When creating Chronicle, there were a lot of use cases that we were able to foresee in the development phase.  For example, we incorporated the audio functionality because we knew it would be an ideal way to capture a student’s fluency during Reading Workshop.  Additionally, there have been many times that I’ve been conferring with students when I wished I could just easily snap a photo of a student’s work to either document progress, communicate a need, etc.  From there came the ability to take picture notes.  And those presentations of my fifth graders’ science fair projects, well, I knew I wanted a simple way to record them, and if I wished, to share a child’s presentation with a parent saying something like, “Hey Mr. and Mrs. Smith, I just wanted to let you know what a great job Billy did on the presentation of his project.  Take a look!”

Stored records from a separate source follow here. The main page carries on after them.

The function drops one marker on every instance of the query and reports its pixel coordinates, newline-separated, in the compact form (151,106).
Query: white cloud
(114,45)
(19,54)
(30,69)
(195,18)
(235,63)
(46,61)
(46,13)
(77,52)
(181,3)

However, during the piloting of Chronicle, there were a lot of use cases that I didn’t foresee, such as the use of the Traffic Light System as a behavior management tool.  I decided to use it one day to monitor stamina during independent reading.  I scanned the classroom, and for the few students who continually struggled during independent reading without getting distracted or distracting others, I pulled them to the side to let them know my observations and how I would have to unfortunately give them a red traffic light, as well as that I would be using these traffic lights to keep track of their progress in this area.   What surprised me was not that they stayed on task for the rest of independent reading that day, but when the next day came, a couple of them asked me if they were still in the “red zone” (their words).  I told them that I needed to see a week of good, solid, focused independent reading before I changed their color to green.

Were they perfect during independent reading from then on? No, not perfect, but markedly better.  Their exposure to text increased significantly during this time, and I was able to more efficiently work with other individuals and small groups.

I then thought about trying this in other areas, such as some of the learning behavior descriptors found on our report cards.  One, in particular, reads something like, “Organizes materials and is prepared for class.”  Now I’ve tried plenty of behavior modification plans throughout the years to help with organization, but the traffic lights truly surprised me how it motivated the students to keep their desks more tidy.

So I figured I would leave this blog post open to anyone who’d like to share effective ways they’ve found in using some of the features of Chronicle.  Hopefully, we can all learn from each other!